The moment, of course, was Perry’s murder when Bonnie shoved him down a set of unfinished concrete steps. It began with a chaotic scene of fighting that ended up involving the entire group, but when Bonnie saw what was happening there was no hesitation—she went to protect her friends. And directly after that, they protected her by immediately agreeing to lie and say Perry slipped and fell.
Season Two of the HBO series, written by David E. Kelly and author Liane Moriarty, and directed by Andrea Arnold, picks up about a year later as it investigates the fallout from both Perry’s death and the lie the women shared about its circumstances. Though Arnold follows the dreamy, fractured visual style that director Jean-Marc Vallée established in the first season, the tone is very different this time around. Season Two is about consequences, and though the series doesn’t lose its edge or satirical style (particularly when it comes to Renata), it’s far more meditative and melancholic than before.

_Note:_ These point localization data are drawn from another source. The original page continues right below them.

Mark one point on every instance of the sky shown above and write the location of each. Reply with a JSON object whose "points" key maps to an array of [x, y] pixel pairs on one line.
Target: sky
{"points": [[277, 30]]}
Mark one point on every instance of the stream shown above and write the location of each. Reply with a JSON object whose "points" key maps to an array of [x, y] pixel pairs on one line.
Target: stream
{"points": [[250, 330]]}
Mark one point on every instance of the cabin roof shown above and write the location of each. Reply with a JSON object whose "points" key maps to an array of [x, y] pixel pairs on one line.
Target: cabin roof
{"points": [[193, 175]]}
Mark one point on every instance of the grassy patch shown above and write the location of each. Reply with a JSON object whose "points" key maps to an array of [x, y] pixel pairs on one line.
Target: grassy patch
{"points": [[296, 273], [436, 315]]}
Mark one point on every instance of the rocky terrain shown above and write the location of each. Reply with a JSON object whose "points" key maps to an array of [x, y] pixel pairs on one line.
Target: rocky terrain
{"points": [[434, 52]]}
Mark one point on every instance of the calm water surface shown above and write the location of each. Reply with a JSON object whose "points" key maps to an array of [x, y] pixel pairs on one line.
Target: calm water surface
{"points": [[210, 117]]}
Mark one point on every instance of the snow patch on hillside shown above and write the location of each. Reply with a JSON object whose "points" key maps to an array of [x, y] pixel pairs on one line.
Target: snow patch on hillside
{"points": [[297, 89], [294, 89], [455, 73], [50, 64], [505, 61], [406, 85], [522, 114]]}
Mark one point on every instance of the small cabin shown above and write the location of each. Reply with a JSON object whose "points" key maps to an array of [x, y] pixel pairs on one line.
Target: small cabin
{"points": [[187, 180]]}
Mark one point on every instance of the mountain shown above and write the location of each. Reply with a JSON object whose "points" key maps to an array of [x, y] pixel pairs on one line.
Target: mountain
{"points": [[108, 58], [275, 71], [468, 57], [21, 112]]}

Each of the women—now known more infamously as the “Monterey Five” by the community gossips, the former Greek Chorus who we hear about but mercifully do not actually hear from this season—is handling the situation differently, and often in inverted ways from the first season. Jane’s mystery about Ziggy’s father is solved, and she’s finding new life in truth, a new job, and the comfort of her friends. Madeline starts off as essentially the group’s switchboard operator before facing the consequences of her crime from the previous season (her affair with the theater director), and Renata is similarly hit with family drama that throws her controlled world out of whack. The typically zen Bonnie may be the worse off of all, as the person who actually pushed Perry to his death. In the aftermath, she’s felt forced to swallow the lie that has left her drowning in depression and isolation, with a dark foreshadowing of her losing the will to go on.